Unbeschadet eigener Unterhaltsmittel hat der Zusammenführende jedenfalls auch eine Haftungserklärung abzugeben."

Der Beschwerdeführer wendet sich gegen die dargestellte Annahme der belangten Behörde zum Nichtvorliegen der Voraussetzungen der lit. a oder der lit. b der zitierten Gesetzesstelle und bringt dazu in der Beschwerde vor, er habe mit Eingabe vom eine Erklärung von zwei namentlich genannten Zeugen über das (seinerzeitige) Bestehen einer häuslichen Gemeinschaft zwischen ihm und seinem Vater im Herkunftsland in albanischer Sprache und beglaubigter Übersetzung vorgelegt. Der Beschwerdeführer habe weiters eine Erklärung von ihm und der Agentur B. hinsichtlich der von seinem Vater an ihn im Zeitraum Juli 2008 bis Juli 2009 geleisteten Geldbeträge in albanischer Sprache und beglaubigter Übersetzung der belangten Behörde übermittelt.
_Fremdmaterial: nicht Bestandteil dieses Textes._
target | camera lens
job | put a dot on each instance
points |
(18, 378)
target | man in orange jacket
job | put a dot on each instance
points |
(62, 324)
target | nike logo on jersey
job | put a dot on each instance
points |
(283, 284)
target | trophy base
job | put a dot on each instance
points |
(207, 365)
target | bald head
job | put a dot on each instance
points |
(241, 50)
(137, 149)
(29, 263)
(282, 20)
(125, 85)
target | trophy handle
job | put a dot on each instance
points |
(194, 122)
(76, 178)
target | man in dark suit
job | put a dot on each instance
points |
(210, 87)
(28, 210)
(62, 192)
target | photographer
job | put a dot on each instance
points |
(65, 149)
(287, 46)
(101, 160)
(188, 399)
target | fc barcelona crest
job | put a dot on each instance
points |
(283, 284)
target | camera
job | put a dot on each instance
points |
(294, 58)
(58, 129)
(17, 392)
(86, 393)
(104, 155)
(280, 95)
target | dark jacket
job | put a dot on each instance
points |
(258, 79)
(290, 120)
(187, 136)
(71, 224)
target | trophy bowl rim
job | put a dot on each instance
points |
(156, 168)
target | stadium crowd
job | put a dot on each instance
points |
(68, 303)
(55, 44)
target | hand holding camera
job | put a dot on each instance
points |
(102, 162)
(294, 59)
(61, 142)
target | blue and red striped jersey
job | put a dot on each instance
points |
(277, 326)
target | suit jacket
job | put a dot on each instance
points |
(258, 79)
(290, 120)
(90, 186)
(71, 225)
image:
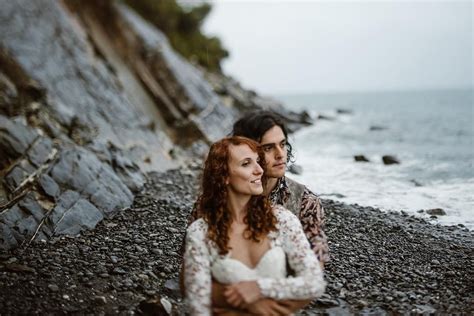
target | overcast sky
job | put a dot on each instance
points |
(280, 47)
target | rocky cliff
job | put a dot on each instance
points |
(92, 97)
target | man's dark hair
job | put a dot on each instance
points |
(255, 124)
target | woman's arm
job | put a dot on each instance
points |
(197, 274)
(308, 282)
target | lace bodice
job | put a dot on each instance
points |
(202, 262)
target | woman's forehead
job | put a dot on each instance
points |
(242, 151)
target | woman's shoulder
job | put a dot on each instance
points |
(197, 228)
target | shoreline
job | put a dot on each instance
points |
(381, 263)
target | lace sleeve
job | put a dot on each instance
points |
(308, 282)
(197, 274)
(312, 219)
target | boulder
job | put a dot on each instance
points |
(361, 158)
(436, 211)
(390, 160)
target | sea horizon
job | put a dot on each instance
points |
(429, 131)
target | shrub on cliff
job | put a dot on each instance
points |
(183, 28)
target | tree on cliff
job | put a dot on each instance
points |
(182, 26)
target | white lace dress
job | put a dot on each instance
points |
(202, 262)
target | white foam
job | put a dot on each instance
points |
(377, 185)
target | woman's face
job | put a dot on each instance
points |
(245, 174)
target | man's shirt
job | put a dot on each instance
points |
(309, 210)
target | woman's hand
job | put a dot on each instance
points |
(242, 293)
(268, 307)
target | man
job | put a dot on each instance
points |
(268, 129)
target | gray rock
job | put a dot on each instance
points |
(436, 211)
(15, 138)
(390, 160)
(361, 158)
(40, 151)
(49, 186)
(73, 214)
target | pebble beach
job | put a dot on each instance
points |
(381, 263)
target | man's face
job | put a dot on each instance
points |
(274, 146)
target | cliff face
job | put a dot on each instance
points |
(91, 98)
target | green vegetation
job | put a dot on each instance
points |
(182, 27)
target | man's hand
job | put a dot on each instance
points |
(218, 311)
(241, 293)
(268, 307)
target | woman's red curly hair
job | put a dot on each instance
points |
(212, 202)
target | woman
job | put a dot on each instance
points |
(240, 240)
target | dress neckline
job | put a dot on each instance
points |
(272, 248)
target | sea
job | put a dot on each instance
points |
(430, 133)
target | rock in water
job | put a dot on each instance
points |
(390, 160)
(361, 158)
(436, 211)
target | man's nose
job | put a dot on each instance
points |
(279, 152)
(258, 169)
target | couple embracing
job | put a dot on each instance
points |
(255, 244)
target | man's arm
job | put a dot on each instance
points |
(312, 219)
(261, 307)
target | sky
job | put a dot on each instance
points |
(291, 46)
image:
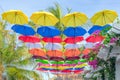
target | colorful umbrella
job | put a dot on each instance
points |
(46, 31)
(15, 17)
(34, 45)
(55, 53)
(73, 40)
(31, 39)
(24, 30)
(95, 38)
(94, 28)
(86, 51)
(104, 17)
(72, 46)
(74, 19)
(53, 46)
(37, 52)
(55, 39)
(74, 31)
(42, 61)
(44, 18)
(100, 28)
(72, 52)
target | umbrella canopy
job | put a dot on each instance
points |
(55, 53)
(74, 19)
(15, 17)
(94, 28)
(74, 31)
(34, 45)
(42, 61)
(100, 28)
(104, 17)
(31, 39)
(53, 46)
(72, 46)
(95, 38)
(37, 52)
(44, 18)
(86, 51)
(23, 29)
(55, 39)
(48, 31)
(73, 40)
(72, 52)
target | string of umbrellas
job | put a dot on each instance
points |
(51, 51)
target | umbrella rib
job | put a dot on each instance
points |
(109, 18)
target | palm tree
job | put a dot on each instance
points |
(14, 60)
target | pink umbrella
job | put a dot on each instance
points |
(56, 39)
(32, 39)
(73, 39)
(95, 38)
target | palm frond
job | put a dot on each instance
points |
(22, 74)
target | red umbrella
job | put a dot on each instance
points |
(56, 39)
(66, 71)
(32, 39)
(37, 52)
(72, 52)
(95, 38)
(54, 53)
(74, 39)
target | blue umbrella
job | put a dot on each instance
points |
(94, 28)
(48, 31)
(74, 31)
(75, 68)
(97, 27)
(23, 29)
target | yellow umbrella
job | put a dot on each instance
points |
(104, 17)
(74, 19)
(15, 17)
(44, 18)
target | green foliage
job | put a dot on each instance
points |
(15, 59)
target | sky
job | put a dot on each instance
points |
(89, 7)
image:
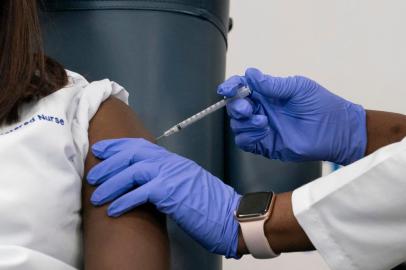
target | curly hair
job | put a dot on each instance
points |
(26, 73)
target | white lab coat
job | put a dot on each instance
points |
(356, 216)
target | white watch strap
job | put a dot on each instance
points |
(255, 239)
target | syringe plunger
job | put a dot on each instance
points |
(242, 93)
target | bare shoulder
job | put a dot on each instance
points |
(137, 240)
(115, 119)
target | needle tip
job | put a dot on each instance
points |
(160, 137)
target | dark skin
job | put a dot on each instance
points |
(136, 240)
(282, 229)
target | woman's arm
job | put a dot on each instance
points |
(384, 128)
(138, 239)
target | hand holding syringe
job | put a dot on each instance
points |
(242, 93)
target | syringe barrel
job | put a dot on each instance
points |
(242, 93)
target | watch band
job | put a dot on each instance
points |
(255, 239)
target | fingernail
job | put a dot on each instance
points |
(95, 199)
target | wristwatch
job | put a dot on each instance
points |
(254, 210)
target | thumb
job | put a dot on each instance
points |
(269, 86)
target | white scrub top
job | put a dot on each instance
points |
(42, 167)
(356, 216)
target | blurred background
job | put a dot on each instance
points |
(356, 49)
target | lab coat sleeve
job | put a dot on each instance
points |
(356, 216)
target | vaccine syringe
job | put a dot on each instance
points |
(241, 93)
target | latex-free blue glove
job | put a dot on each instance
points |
(136, 172)
(294, 119)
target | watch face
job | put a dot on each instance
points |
(254, 204)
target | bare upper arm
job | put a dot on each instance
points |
(137, 240)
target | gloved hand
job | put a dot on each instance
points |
(136, 172)
(294, 119)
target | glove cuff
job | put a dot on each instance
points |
(232, 250)
(357, 134)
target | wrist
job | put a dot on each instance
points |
(356, 134)
(282, 230)
(242, 248)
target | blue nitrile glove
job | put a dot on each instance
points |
(136, 172)
(294, 119)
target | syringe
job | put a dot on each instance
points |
(242, 93)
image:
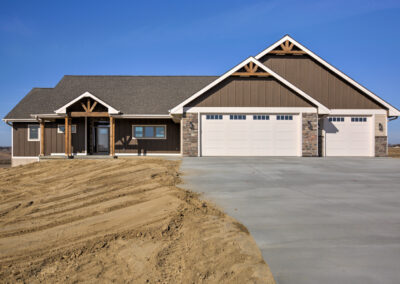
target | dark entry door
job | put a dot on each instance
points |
(103, 139)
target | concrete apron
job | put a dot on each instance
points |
(316, 220)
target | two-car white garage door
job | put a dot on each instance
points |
(250, 135)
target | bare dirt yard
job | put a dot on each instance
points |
(122, 221)
(394, 152)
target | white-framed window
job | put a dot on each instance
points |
(260, 117)
(237, 117)
(214, 116)
(149, 131)
(61, 128)
(33, 132)
(336, 119)
(284, 117)
(358, 119)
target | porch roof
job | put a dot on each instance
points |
(129, 94)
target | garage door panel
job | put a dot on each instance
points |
(348, 138)
(249, 137)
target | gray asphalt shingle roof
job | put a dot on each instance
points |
(128, 94)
Er habe somit dargelegt, dass er mit seinem Vater in seiner Heimat in häuslicher Gemeinschaft gelebt habe und von ihm regelmäßig finanziell unterstützt werde. Völlig überraschend gehe die belangte Behörde im angefochtenen Bescheid jedoch davon aus, er habe die Voraussetzungen des § 47 Abs. 3 Z 3 lit. a oder lit. b NAG nicht nachgewiesen. Bei Zweifel an der Stichhaltigkeit der vorgelegten Dokumente hätte die belangte Behörde entsprechende Aufklärungen verlangen und weitere "Nachforschungen" - insbesondere die Vernehmung des Vaters des Beschwerdeführers und der (in Österreich wohnhaften) Zeugen - anstellen müssen.
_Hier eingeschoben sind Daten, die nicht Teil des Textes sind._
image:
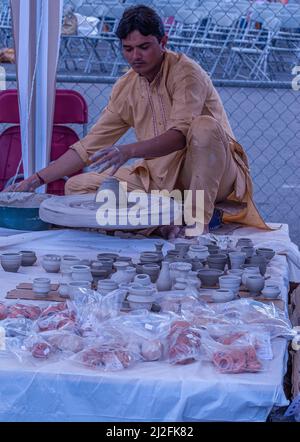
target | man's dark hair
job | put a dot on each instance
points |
(143, 19)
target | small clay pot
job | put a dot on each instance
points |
(41, 286)
(209, 277)
(28, 258)
(11, 262)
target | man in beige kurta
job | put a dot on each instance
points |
(184, 138)
(182, 97)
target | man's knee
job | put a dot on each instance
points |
(204, 125)
(72, 185)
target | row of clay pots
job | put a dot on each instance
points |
(11, 262)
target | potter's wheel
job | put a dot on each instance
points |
(81, 211)
(20, 210)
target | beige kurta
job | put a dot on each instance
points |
(180, 92)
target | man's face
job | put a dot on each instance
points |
(143, 53)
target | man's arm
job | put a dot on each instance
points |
(69, 163)
(116, 156)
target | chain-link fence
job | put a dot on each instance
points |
(249, 48)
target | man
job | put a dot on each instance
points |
(184, 137)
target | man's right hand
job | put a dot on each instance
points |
(28, 185)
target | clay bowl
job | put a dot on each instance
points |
(113, 256)
(217, 261)
(11, 261)
(222, 295)
(266, 253)
(271, 291)
(28, 258)
(209, 277)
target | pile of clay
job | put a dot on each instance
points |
(22, 200)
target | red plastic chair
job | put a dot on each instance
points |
(70, 107)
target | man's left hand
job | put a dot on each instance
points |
(113, 156)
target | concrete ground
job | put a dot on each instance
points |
(267, 123)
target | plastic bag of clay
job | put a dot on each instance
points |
(35, 349)
(170, 303)
(232, 358)
(27, 311)
(251, 312)
(110, 305)
(63, 320)
(146, 333)
(17, 327)
(64, 341)
(104, 357)
(203, 315)
(182, 343)
(3, 311)
(256, 336)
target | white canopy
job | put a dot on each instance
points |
(37, 27)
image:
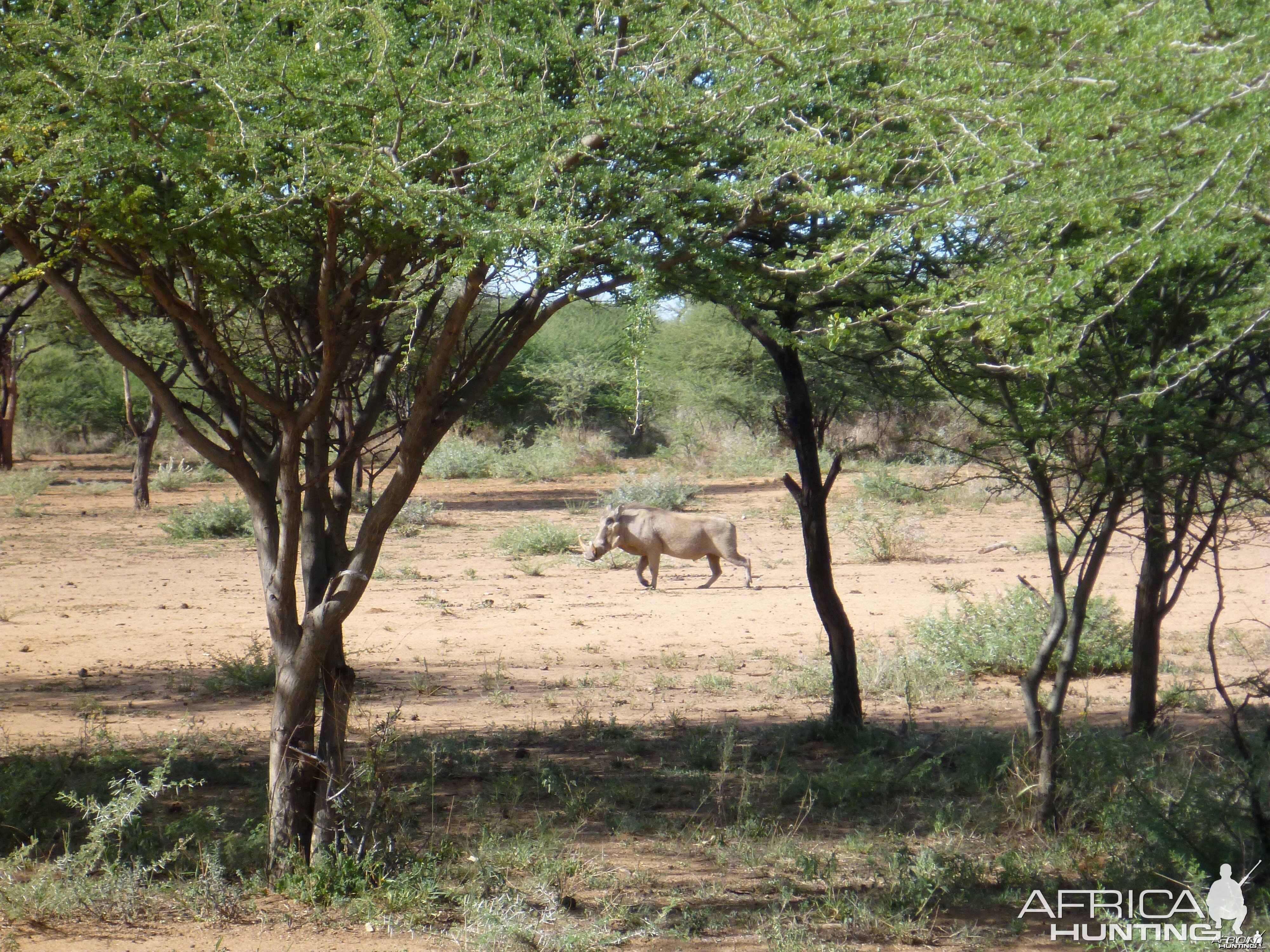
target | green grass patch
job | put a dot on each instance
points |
(229, 519)
(1001, 635)
(537, 538)
(416, 516)
(25, 486)
(665, 491)
(252, 672)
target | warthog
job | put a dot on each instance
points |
(651, 534)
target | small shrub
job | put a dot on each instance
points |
(914, 676)
(1001, 635)
(882, 486)
(252, 672)
(664, 491)
(883, 535)
(1037, 544)
(426, 684)
(460, 459)
(953, 587)
(1187, 697)
(231, 519)
(23, 486)
(533, 567)
(714, 684)
(175, 475)
(102, 488)
(210, 473)
(537, 538)
(416, 516)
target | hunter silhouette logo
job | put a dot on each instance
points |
(1159, 915)
(1226, 899)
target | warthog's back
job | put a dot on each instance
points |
(683, 535)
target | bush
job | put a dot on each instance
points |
(881, 484)
(416, 516)
(554, 454)
(252, 672)
(664, 491)
(883, 535)
(229, 519)
(537, 538)
(22, 486)
(175, 475)
(1001, 635)
(460, 459)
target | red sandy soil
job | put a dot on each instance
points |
(111, 625)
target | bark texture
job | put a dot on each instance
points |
(812, 493)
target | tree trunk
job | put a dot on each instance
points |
(145, 451)
(846, 706)
(293, 764)
(812, 496)
(1149, 612)
(8, 400)
(338, 681)
(1052, 715)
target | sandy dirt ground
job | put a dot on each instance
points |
(111, 625)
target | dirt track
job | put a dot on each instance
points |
(92, 587)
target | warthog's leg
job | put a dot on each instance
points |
(716, 572)
(655, 563)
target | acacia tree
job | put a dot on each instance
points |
(1201, 440)
(1135, 148)
(806, 223)
(18, 295)
(317, 202)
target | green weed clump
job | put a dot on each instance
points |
(23, 486)
(416, 516)
(1001, 635)
(881, 484)
(665, 491)
(883, 535)
(252, 672)
(231, 519)
(175, 475)
(553, 455)
(537, 538)
(462, 459)
(96, 875)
Damit ist die Beschwerde im Recht:

Der Beschwerdeführer hat mit seinem Antrag zum Vorliegen der Voraussetzungen der lit. a und der lit. b der genannten Gesetzesstelle eine Erklärung seines Vaters (mit notariell beglaubigter Unterschrift) vorgelegt, wonach dieser mit dem Beschwerdeführer in Prishtina an einer näher angeführten Adresse einen gemeinsamen Wohnsitz gehabt habe und ihm seit seiner Geburt "bis dato" Unterhalt in der Höhe von EUR 300,--/Monat in Form von "Überweisungen, Bar, Western Union, mit Bus u.s.w." geleistet habe. Auf das (seinerzeitige) Bestehen eines gemeinsamen Haushaltes zwischen dem Beschwerdeführer und seinem Vater bezog sich auch die im Berufungsverfahren vorgelegte Erklärung von zwei namentlich genannten Zeugen. Zum Beweis, dass die Unterhaltszahlungen aktuell noch aufrecht seien (siehe dazu das hg. Erkenntnis vom , Zl. 2010/22/0217), legte der Beschwerdeführer sodann noch eine eigene Erklärung, die von der Busagentur bestätigt wurde, vor.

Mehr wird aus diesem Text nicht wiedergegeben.